The word ‘slave’ has been used to mean different things in many different languages. I was immediately questioned on my own usage of the term following a paper I presented last week on the subversive potential of costuming as colonial resistance at the Royal Holloway Postgraduate Colloquium. I had to admit that in my translation of various other French terms to describe the actors on France’s colonial stage in preparation for the paper, I had became acutely aware of the need to explain these labels in all their detail.
Since the colloquium I have been considering whether it is appropriate to use ‘slave’ in the context of writing about resistance to slavery in the French colonies in the eighteenth century. Surely if my aim is to avoid repeating the colonists’ version of history I should stay clear of terms used by colonial writers in the eighteenth century. Currently I use ‘slave’ and ‘enslaved people’ interchangeably in my written analysis of archival sources. Yet to differentiate between these terms seems important, particularly as I refer to the different categories of divergence from this forced status in colonial Saint-Domingue, Guadeloupe and Martinique. My preference for the French terms, such as ‘gens de couleur’, ‘affranchis’ or ‘marrons’, in designating these social roles also seems to work as a distancing mechanism, invoking the spatial specificity but also the ways in which the archive fixes such discourse in time.
The ‘en’ of ‘enslaved’ implies a process. It is a transitive prefix for what can be considered a transitional process of becoming the material property of white enslavers. The word ‘slave’, as many have argued, does not adequately describe the power struggle involved in the resistance and submission of African and Creole people transported to the Caribbean. Much of the secondary material I draw on (Jenson, Fouchard, Dubois), utilizes the word ‘slave’ or ‘esclave’ without problematizing the term itself. While ‘slave’ implies the dehumanizing condition of bondage, can it or any word be employed to describe the realities of this condition, which is often very difficult to determine given the bias of archival sources.
There have been numerous discussion threads between academics around the use of this contentious word (see in particular the H-Net listserv) and a common argument is that, whichever term is employed, importance should be placed on explaining slavery in all its detail.
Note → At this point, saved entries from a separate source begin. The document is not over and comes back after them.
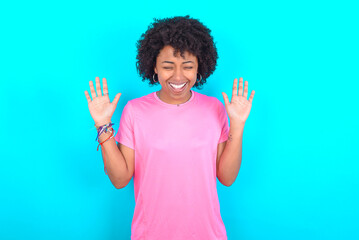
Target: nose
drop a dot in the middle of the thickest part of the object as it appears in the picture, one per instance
(178, 75)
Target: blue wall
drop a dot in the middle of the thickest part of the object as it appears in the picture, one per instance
(299, 173)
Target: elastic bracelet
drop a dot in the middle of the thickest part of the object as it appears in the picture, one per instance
(104, 155)
(102, 129)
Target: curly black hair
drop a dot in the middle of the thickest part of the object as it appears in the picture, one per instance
(183, 34)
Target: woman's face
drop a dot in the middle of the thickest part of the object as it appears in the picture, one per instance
(176, 75)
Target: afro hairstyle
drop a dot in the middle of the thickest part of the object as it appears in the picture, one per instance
(183, 34)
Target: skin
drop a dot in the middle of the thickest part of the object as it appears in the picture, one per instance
(238, 109)
(177, 70)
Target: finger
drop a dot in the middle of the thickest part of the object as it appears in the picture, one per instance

This however does not seem enough, and the question of my own employment of ‘slave’ made me think of the ‘Mango-esclave‘ episode earlier this year, as a reminder of the power of language. The jewellery line, by Spanish clothing brand ‘Mango’, included a ‘slave necklace’ or ‘collier style esclave’ provoking a torrent of protest back in March, including an online petition. Mango apologized and put it down to a translation error.
Reactions to the insensitivity of adopting the word as a descriptor of a certain style seem to further suggest such a term is in need of decolonization. This is an example of how colonial discourse, both aesthetic and linguistic, gets repeated and internalised over time. Decolonizing the word therefore proves crucial, not only when discussing agency within the context of the eighteenth century, but also as part of a long-term political process of emancipation in order to move beyond simple dichotomies of slave vs. master and slavery vs. freedom.